For Our part We cannot but encourage you to continue your studies and researches for the deeper understanding of truth and for the discovery of new pharmaceutical preparations capable of preventing or neutralizing the evil effects of toxic substances and providing doctors with new aids and new techniques of healing. In this context you could not avoid dealing with the grave problem of drugs, and have in fact done so to your praise. Allow Us, therefore, to encourage you to devote every energy to your scientific researches in this sector, which are aimed at discovering the biochemical mechanisms which injure the body and change and weaken the psyche, and at making ready new techniques capable at least of lessening their effects.

On the strength of the scientific knowledge you have acquired to date and to which your studies and experiments will yet bring you, you will moreover be able to make a valid denunciation of the often irreparable harm caused by the abuse of drugs, especially among the young; and for them the witness of science always has great value.

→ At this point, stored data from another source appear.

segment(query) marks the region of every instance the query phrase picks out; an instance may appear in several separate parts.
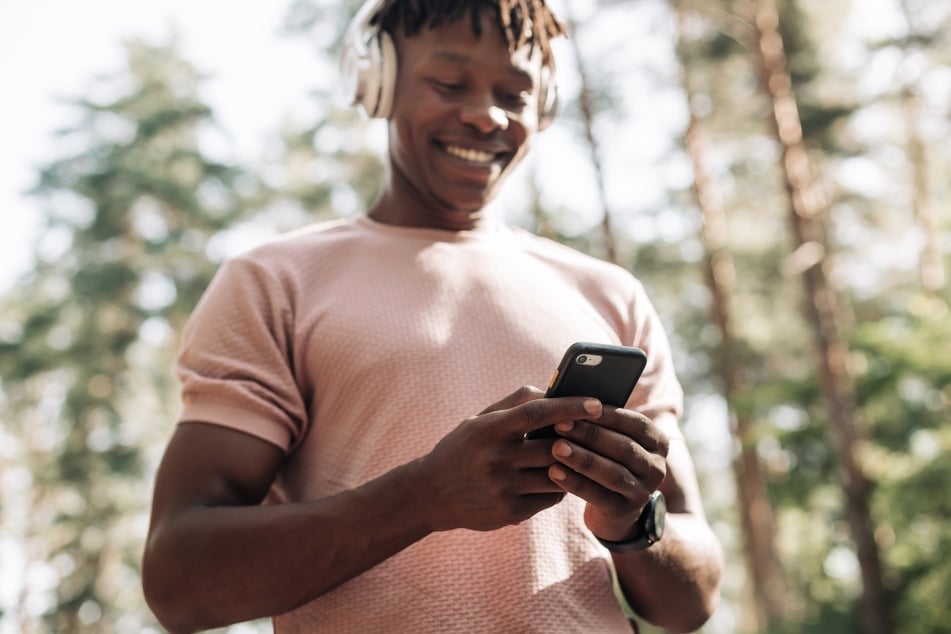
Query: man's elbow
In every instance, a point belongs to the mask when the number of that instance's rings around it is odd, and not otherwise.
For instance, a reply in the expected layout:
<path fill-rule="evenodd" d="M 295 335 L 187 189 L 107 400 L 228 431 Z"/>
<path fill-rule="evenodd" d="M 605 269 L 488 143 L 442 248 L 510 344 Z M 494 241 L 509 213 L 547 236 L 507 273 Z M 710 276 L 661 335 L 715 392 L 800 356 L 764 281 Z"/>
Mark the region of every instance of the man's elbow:
<path fill-rule="evenodd" d="M 694 569 L 693 582 L 679 601 L 668 603 L 663 613 L 648 619 L 653 625 L 672 633 L 695 632 L 710 620 L 720 605 L 720 581 L 723 577 L 723 551 L 717 544 L 707 552 L 702 565 Z"/>
<path fill-rule="evenodd" d="M 203 629 L 192 614 L 191 597 L 182 578 L 169 571 L 167 558 L 154 540 L 142 557 L 142 592 L 149 609 L 171 634 L 191 634 Z"/>
<path fill-rule="evenodd" d="M 160 582 L 149 581 L 146 576 L 142 577 L 142 589 L 145 593 L 145 602 L 152 610 L 152 614 L 158 619 L 162 627 L 171 632 L 171 634 L 191 634 L 197 632 L 200 628 L 193 625 L 188 618 L 185 618 L 179 602 L 173 592 L 159 589 L 163 585 Z"/>
<path fill-rule="evenodd" d="M 696 632 L 710 620 L 720 603 L 719 590 L 704 596 L 685 600 L 681 598 L 664 608 L 662 612 L 642 614 L 641 617 L 654 627 L 671 634 Z"/>
<path fill-rule="evenodd" d="M 723 552 L 718 548 L 699 579 L 693 600 L 685 602 L 684 609 L 676 614 L 676 623 L 665 625 L 668 631 L 695 632 L 710 620 L 720 605 L 720 580 L 723 577 L 723 566 Z"/>
<path fill-rule="evenodd" d="M 685 609 L 679 610 L 669 623 L 657 623 L 672 634 L 686 634 L 696 632 L 710 620 L 717 606 L 720 604 L 719 588 L 698 601 L 694 601 Z"/>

It is well known that recourse to drugs is the result of a series of very complex causes, which are of concern especially for parents and educators. But you too, gentlemen, have a task of primary importance. Let your voice be raised, loudly and authoritatively, to give an admonition springing from the knowledge and conscience of each one of you, as you work for the good of society against the harm which can threaten youth, exposed to the danger of degradation in body, spirit and morals. It will be a warning for all those who, by natural vocation or by a mission undertaken with responsibility, are under obligation for the education of youth, a task which above all else is an activity of love and intelligence for the gradual attainment of true self-mastery, that is to say, of the freedom of the children of God. Your scientific contribution and your moral authority will moreover, where necessary, uphold and further encourage the public powers to carry on ceaselessly and with the appropriate means the struggle against drugs-against what must justly be considered one of the most baneful scourges of our time. You will thus be contributing to the health of the young generations, and it is on them that the hopes for a better future for all society in every field of civil life are founded. You know, gentlemen, that we are united with you for this high purpose in our religious and moral function as a pastor, teacher and friend of men, especially of the young.

It is to give you a sign of that union with you that We have received you and that We now give you yourselves and your studies the encouragement of Our Apostolic Blessing.